Craftworks Lunch Time Talks — Sheffield Design Week
Event Retrospective

Craftworks Lunch Time Talks: Making Conversation at SDW

Making, Explained Over Lunch

The Craftworks Lunch Time Talks were a quietly brilliant addition to Sheffield Design Week 2015. Running alongside the main Craftworks exhibition, these midday sessions gave individual makers thirty minutes to talk about their practice — their materials, their process, and the thinking behind the work.

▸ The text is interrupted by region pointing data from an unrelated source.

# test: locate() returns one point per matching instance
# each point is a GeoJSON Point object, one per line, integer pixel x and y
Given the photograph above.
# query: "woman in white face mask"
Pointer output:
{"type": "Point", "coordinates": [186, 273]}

I attended three of the five talks, and each offered something different. A bookbinder spoke about the meditative quality of hand-stitching. A ceramicist described how the unpredictability of glaze chemistry keeps her engaged after twenty years. A furniture maker talked about the particular satisfaction of working with English hardwoods — how the grain resists and cooperates in equal measure.

Intimacy and Honesty

What made these talks effective was their scale. The audience for each session was perhaps fifteen to twenty people, seated close enough to see the speaker’s hands as they demonstrated techniques. There was none of the distance that comes with larger lecture formats. Questions were asked freely, and the conversations often continued informally afterwards over coffee.

The format also allowed for honesty. Several speakers talked about failures — commissions that went wrong, materials that did not behave as expected, the financial precariousness of a craft-based practice. These admissions gave the talks a credibility that more polished presentations sometimes lack.

Craft Voices

The Lunch Time Talks complemented the broader Craftworks programme by adding personal narrative to the exhibited objects. Seeing a finished piece in a gallery is one thing; hearing its maker describe the eighteen hours of hand-finishing it required is another. That context transforms appreciation into understanding.

For anyone interested in Sheffield’s relationship with making, these talks offered a concentrated dose of insight. The Eye Hand Heart exhibition explored similar territory through a more conceptual lens, while Maker Day provided the hands-on counterpart. Together, they formed a comprehensive portrait of craft culture in the city.